I am angered that one of my own, a physicist, a professor, an educator, should have the nerve to suggest we simplify the science language allowing both laziness and further ambiguity to insert itself into science and scientific communication. There is nothing wrong with having specific words.
If people don’t understand the exact meanings, that just shows us we need to do better as educators at explaining them, not remove them!
My significant other hearing me rant on this subject brought up the horrifying parallel with George Orwell’s 1984. So here, I illustrate the insidious nature of wanting to simplify scientific language by the removal of certain terms.
First read this, taken from George Orwell’s novel 1984:
“It’s a beautiful thing, the destruction of words. Of course the great wastage is in the verbs and adjectives, but there are hundreds of nouns that can be got rid of as well. It isn’t only the synonyms; there are also the antonyms. After all, what justification is there for a word which is simply the opposite of some other word? A word contains its opposite in itself. Take “good”, for instance. If you have a word like “good”, what need is there for a word like “bad”? “Ungood” will do just as well — better, because it’s an exact opposite, which the other is not. Or again, if you want a stronger version of “good”, what sense is there in having a whole string of vague useless words like “excellent” and “splendid” and all the rest of them? “Plusgood” covers the meaning, or “doubleplusgood” if you want something stronger still. Of course we use those forms already. but in the final version of Newspeak there’ll be nothing else. In the end the whole notion of goodness and badness will be covered by only six words — in reality, only one word. Don’t you see the beauty of that, Winston?”

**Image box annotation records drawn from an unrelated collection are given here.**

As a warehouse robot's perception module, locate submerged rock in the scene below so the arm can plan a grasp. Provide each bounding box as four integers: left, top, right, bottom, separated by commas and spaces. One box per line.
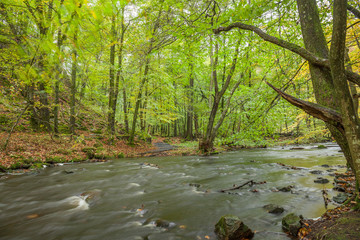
333, 193, 348, 204
155, 219, 176, 228
314, 177, 329, 184
263, 204, 285, 214
215, 215, 254, 240
277, 185, 294, 192
310, 170, 322, 175
281, 213, 301, 236
290, 147, 305, 150
80, 189, 102, 205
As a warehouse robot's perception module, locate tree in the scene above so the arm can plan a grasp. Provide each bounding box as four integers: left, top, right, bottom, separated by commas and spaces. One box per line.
214, 0, 360, 186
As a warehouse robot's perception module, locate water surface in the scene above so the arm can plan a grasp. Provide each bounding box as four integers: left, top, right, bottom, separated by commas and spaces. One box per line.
0, 143, 345, 240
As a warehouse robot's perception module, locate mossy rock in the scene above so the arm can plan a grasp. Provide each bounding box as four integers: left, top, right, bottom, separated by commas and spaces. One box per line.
115, 153, 125, 158
9, 162, 31, 170
215, 215, 254, 240
54, 148, 72, 155
45, 156, 66, 164
90, 129, 102, 134
30, 163, 46, 169
0, 165, 7, 172
94, 153, 111, 160
93, 142, 103, 148
0, 114, 11, 125
281, 213, 301, 236
81, 147, 96, 153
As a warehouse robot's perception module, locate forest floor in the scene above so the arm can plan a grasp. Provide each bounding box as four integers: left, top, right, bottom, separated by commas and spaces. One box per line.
298, 172, 360, 240
0, 131, 205, 171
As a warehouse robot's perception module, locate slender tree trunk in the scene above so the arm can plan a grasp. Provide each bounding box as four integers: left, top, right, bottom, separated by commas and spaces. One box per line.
70, 31, 77, 135
112, 7, 129, 132
54, 16, 64, 134
186, 60, 194, 140
297, 0, 352, 167
330, 0, 360, 188
129, 57, 152, 144
108, 14, 116, 136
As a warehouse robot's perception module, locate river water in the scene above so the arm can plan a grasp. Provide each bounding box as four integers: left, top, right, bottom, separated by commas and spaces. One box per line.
0, 144, 345, 240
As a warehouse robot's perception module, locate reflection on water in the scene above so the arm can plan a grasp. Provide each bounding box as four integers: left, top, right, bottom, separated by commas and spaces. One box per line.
0, 143, 345, 240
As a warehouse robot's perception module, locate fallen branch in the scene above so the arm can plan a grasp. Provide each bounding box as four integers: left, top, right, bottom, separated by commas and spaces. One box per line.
266, 82, 345, 133
219, 180, 256, 192
3, 103, 30, 152
322, 189, 330, 209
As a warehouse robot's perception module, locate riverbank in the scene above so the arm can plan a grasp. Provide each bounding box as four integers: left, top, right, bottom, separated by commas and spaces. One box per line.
0, 131, 205, 172
0, 131, 332, 172
298, 171, 360, 240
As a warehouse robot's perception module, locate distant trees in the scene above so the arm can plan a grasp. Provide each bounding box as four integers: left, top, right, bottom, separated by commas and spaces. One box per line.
214, 0, 360, 184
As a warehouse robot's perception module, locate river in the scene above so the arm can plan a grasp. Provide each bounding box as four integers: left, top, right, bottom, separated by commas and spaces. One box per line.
0, 144, 345, 240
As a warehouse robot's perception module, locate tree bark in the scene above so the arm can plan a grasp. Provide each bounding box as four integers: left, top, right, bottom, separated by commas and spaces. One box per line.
330, 0, 360, 188
108, 14, 116, 136
70, 30, 77, 135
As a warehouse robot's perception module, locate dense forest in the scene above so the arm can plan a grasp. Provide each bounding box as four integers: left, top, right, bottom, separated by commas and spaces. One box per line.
0, 0, 360, 171
0, 0, 360, 239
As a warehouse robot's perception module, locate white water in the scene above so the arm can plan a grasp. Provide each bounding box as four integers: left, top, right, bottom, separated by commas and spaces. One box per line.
0, 143, 345, 240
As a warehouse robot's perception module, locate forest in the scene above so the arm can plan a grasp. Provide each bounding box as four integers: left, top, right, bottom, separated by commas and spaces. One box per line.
0, 0, 360, 238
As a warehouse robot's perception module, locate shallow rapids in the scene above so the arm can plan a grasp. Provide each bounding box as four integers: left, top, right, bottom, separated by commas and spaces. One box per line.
0, 144, 345, 240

Now read this, taken from Three Science Words We Should Stop Using:
“Take out all three of these “science” words from introductory texts. They do more harm than good. The problem is that people have firm beliefs that they mean something other than what they are supposed to mean. I don’t think we can save these words.

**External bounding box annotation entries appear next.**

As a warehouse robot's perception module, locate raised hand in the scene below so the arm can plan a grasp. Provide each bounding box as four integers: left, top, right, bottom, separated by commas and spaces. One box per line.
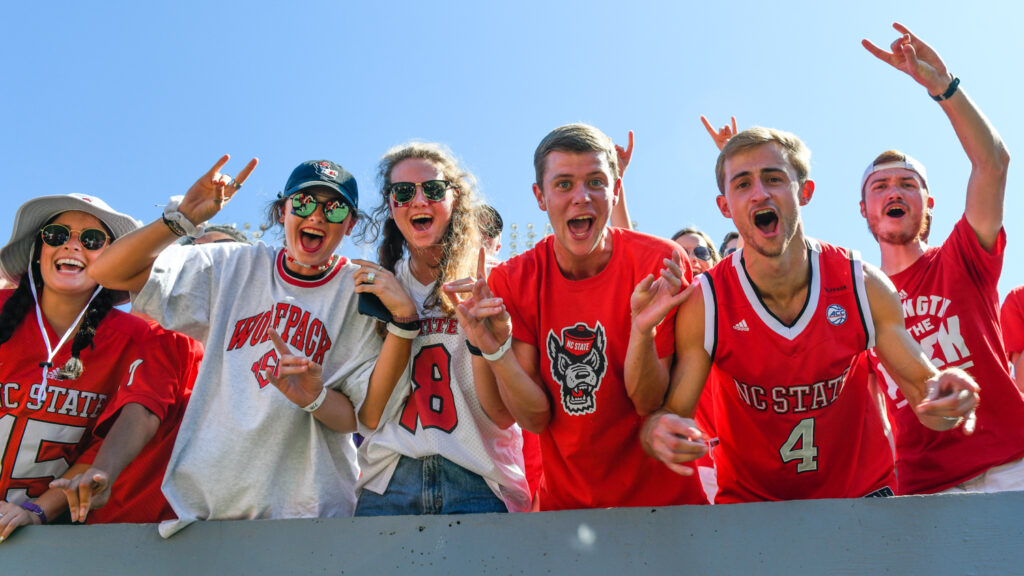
700, 116, 737, 150
264, 328, 324, 407
630, 251, 695, 332
615, 130, 633, 178
352, 258, 418, 319
178, 154, 259, 225
916, 368, 981, 435
50, 468, 111, 522
860, 23, 953, 94
442, 248, 512, 354
0, 500, 42, 542
641, 412, 708, 476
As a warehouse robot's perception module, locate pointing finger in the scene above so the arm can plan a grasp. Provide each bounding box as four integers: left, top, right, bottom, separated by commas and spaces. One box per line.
234, 158, 259, 188
267, 328, 292, 356
206, 154, 231, 178
476, 247, 487, 278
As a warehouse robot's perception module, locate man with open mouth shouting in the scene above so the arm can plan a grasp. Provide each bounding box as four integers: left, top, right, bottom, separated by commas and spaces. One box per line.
641, 123, 978, 503
449, 124, 707, 510
860, 24, 1024, 487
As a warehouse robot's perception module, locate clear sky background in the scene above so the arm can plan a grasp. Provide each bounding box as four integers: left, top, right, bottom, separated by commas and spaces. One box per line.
0, 0, 1024, 294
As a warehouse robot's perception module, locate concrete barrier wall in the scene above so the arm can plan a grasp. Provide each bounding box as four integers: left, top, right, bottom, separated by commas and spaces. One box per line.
0, 492, 1024, 576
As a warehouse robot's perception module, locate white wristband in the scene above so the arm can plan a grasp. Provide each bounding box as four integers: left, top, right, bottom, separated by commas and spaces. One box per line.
483, 334, 512, 362
387, 322, 420, 340
302, 386, 327, 412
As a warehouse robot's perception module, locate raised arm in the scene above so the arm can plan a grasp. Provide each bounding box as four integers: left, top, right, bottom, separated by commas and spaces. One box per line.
624, 251, 689, 416
864, 263, 979, 434
444, 256, 551, 434
640, 283, 712, 476
861, 23, 1010, 250
611, 130, 633, 230
88, 154, 259, 292
50, 402, 160, 522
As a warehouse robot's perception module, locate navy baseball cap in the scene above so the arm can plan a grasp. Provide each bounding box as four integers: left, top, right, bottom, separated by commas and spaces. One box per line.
284, 160, 359, 210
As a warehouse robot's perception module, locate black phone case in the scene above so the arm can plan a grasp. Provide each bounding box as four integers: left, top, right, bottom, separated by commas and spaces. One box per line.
359, 292, 391, 322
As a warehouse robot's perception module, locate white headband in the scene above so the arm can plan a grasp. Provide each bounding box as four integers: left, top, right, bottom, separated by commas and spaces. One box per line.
860, 155, 928, 193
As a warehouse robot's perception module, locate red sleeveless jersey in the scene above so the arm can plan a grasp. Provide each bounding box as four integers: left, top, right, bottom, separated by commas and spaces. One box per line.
699, 239, 895, 503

So, how does a model replace the three words I don’t like? Well, if we say science is all about making models, you don’t have to use the word hypothesis. Instead you can talk about predictions a model makes (testable predictions). A theory is a model, so that would be a one to one replacement. What about Laws? I don’t think it would be terrible to also replace Laws with the word “model”.”
Scary to hear an educator talk like that, isn’t it?